Most of my daffodils are the bright, golden yellow trumpet narcissus and they all bloom pretty much at the same time. Because there are so many species, cultivars and hybrids, real daffodil aficionados could select ones that bloom from early to late spring providing a 6 week or so show depending on the weather. The cooler the spring, the longer the blooms of spring flowering bulbs last.
While I am quite fond of my daffodils when they are in bloom, I do wish the foliage would ripen and turn brown quicker than it does. A good number of daffodils are in flower beds and as the foliage turns yellow and then brown it is a bit of an eyesore and hard to mulch around. One needs to leave the foliage to photosynthesize and send back carbohydrates to the bulbs so they have enough energy and food to survive the summer, fall and winter to send up their cheery flowers the following year. I will admit to braiding the foliage in some of the closer beds even though you are not supposed to do that.
Many of the daffodil flowers are pollinated and go on to produce seed heads containing dozens of viable seeds.

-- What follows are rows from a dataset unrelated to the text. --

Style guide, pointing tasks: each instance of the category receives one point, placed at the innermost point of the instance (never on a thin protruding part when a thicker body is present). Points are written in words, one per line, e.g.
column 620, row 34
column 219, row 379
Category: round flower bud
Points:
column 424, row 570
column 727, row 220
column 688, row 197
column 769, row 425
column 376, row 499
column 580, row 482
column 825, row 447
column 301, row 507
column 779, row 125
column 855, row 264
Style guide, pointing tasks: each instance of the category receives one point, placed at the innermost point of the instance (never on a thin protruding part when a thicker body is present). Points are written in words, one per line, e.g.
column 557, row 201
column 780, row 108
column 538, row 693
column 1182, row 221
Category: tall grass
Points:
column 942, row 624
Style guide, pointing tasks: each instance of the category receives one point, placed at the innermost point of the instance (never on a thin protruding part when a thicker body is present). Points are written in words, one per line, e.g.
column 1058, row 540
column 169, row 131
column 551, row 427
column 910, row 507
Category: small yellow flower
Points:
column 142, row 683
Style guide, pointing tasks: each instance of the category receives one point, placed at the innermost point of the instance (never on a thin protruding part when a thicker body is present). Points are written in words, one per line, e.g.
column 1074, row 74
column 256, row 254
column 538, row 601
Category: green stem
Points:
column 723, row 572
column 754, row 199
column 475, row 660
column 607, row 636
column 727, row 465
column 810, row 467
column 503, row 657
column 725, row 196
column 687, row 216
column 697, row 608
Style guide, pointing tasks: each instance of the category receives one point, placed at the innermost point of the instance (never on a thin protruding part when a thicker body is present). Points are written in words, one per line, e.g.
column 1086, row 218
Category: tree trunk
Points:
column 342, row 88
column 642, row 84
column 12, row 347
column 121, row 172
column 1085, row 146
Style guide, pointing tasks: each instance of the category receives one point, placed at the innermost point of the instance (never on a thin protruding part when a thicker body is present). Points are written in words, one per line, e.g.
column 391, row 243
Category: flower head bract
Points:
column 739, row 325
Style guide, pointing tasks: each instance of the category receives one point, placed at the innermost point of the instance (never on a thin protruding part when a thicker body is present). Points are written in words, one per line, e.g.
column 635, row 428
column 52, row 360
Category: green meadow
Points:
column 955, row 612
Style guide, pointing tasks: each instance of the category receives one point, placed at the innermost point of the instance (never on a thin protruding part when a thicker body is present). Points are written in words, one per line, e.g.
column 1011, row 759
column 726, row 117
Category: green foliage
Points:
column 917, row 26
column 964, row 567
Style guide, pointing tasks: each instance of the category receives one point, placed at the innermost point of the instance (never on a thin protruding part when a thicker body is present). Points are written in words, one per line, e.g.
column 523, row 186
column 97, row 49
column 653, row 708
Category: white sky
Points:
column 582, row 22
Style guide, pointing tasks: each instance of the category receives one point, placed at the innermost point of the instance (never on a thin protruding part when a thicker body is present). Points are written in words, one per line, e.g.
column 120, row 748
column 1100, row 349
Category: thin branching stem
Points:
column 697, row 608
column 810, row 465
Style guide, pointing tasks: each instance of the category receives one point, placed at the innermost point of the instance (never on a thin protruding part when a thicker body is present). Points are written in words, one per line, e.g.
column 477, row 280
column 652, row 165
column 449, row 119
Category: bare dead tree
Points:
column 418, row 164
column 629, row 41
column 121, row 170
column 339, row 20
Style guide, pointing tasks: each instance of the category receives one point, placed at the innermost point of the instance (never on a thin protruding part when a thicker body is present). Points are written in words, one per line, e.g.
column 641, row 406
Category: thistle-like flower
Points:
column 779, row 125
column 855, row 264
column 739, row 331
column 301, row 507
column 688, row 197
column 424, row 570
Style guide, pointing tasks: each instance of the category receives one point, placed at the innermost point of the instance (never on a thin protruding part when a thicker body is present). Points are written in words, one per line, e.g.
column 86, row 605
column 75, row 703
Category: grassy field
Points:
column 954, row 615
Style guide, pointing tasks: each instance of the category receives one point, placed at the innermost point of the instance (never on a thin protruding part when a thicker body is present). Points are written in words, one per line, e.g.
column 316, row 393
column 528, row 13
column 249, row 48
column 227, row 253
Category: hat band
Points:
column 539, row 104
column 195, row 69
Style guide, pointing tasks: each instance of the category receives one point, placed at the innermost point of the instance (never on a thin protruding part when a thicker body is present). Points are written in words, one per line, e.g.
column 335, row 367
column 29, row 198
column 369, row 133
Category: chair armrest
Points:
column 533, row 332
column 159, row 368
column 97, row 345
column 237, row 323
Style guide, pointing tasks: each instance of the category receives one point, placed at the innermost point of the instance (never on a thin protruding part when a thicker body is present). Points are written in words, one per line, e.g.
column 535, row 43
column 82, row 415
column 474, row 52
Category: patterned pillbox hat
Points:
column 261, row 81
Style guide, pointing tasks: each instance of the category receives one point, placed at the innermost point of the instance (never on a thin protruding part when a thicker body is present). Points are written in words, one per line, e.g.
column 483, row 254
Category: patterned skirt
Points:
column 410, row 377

It was becoming challenging to weed out all the little sprouts the following year so I do my best do clip any seed heads I find before they ripen.
As the bulbs multiply, clumps of daffodils form and after a few years, fewer flowers are produced because the clumps need to be divided. This is sometimes easier said than done as the bulbs have contractile roots that pull them deeper and deeper into the soil.
Those with a fervent interest in daffodils might want to consider joining the American Daffodil Society (http://daffodilusa.org/). If you live or plan on visiting the Litchfield, CT area, the Trustees of Laurel Ridge Foundation invite folks to visit their daffodil planting from April through mid-May on Wigwam Road. Their website is http://www.litchfielddaffodils.com/.
Enjoy the cheery, fleeting blooms of daffodils. They signal the return of spring.